The US subprime crisis has some valuable lessons for China, the foremost being that market socialism is no magic wand for wealth creation. When the US Congress created Fannie Mae and Freddie Mac, the two giant mortgage-financing companies, and gave them the status of “government-sponsored enterprises”, the stage was set for a major moral hazard problem.

By creating for-profit joint stock companies, with an implicit guarantee that Washington would step in if they were in distress, the two enterprises were able to raise funds more cheaply than their rivals and securitise vast pools of home mortgages.

While home prices were rocketing and investment bankers and rating agencies were making top fees creating collateralised debt obligation bonds, which included subprime mortgages, few people were paying much attention to the potential for disaster.

A combination of loose monetary policy, lax risk assessment, and the ability to easily shift risk off the balance sheets of conventional mortgage lenders by securitisation led to a perfect storm last year, as the housing bubble burst.

Because of Fannie and Freddie’s government-sponsored enterprise status, they are not subject to the same capital adequacy standards as other financial institutions. Consequently, the ratio of assets (loans and investments) to net worth is extremely high, which means that the ratio of their liabilities (debt and guarantees) to net worth is also high. Such leverage means high profits when housing prices are rising, but insolvency when prices crash.

Although Fannie and Freddie’s shareholders have taken a beating, the US Treasury has promised to support share prices “if necessary” and make the implicit guarantee to protect bondholders explicit by providing credit, along with the Federal Reserve. The lesson is that, when government pollutes capital markets by implicitly guaranteeing debt, market participants recognise that they will be protected if the enterprises run into difficulty. That is why foreign investors, including the People’s Bank of China, hold more than US$1.3 trillion of Fannie and Freddie bonds.

In a global financial system, moral hazard means that by socialising risk in a particular sector, overall financial risk increases. Instead of concentrating risk on owners and investors, a government safety net socialises capital markets, allowing errors of judgment to accumulate while profits are being made. When the asset price bubble bursts, the safety net falls onto taxpayers.

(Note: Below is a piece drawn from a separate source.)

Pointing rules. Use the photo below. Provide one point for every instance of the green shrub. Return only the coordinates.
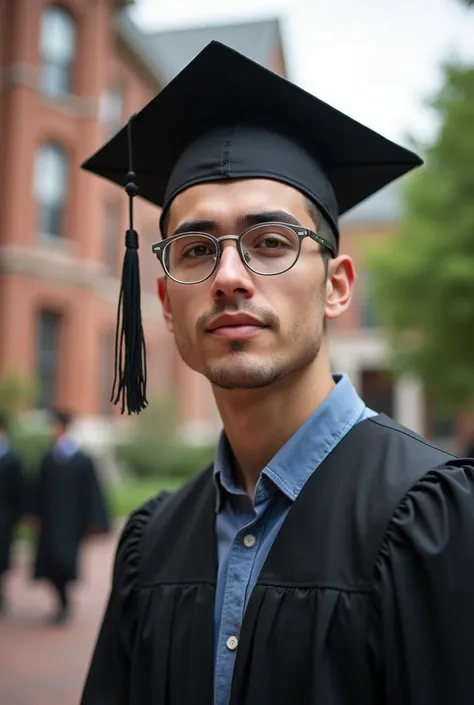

The subprime crisis is, at its base, a crisis of markets tainted by government intervention, along with the failure of the Fed to tighten monetary policy. It is also a failure of regulation to effectively monitor lending practices in the subprime market.

It is ironic that the Basel capital adequacy requirements, which were supposed to prevent excessive risk-taking, helped create the demand for securitising home mortgages and creating collateralised debt obligations. Often, well-intended regulations have unintended consequences. That is why it is essential to get the institutions and incentives right from the start and let competitive markets exercise their discipline.

China’s financial sector is far more tainted by market socialism than is the US market. China is heavily involved in credit allocation, and various state entities hold large stakes in the big banks. Most listed stocks are state-owned enterprises, and political connections are essential in entering the capital markets. Consequently, corruption is still a major problem.

When the government creates state-sponsored enterprises or holds the keys to access financial markets, there is an incentive to use political connections and pay “tribute” to obtain and retain those valuable “economic rights”. Fannie and Freddie have spent large sums to maintain their special status, while those who want access to funds in China must also pay tribute. Moving to a financial system where owners and investors, not taxpayers, bear responsibility for losses creates rather than destroys wealth.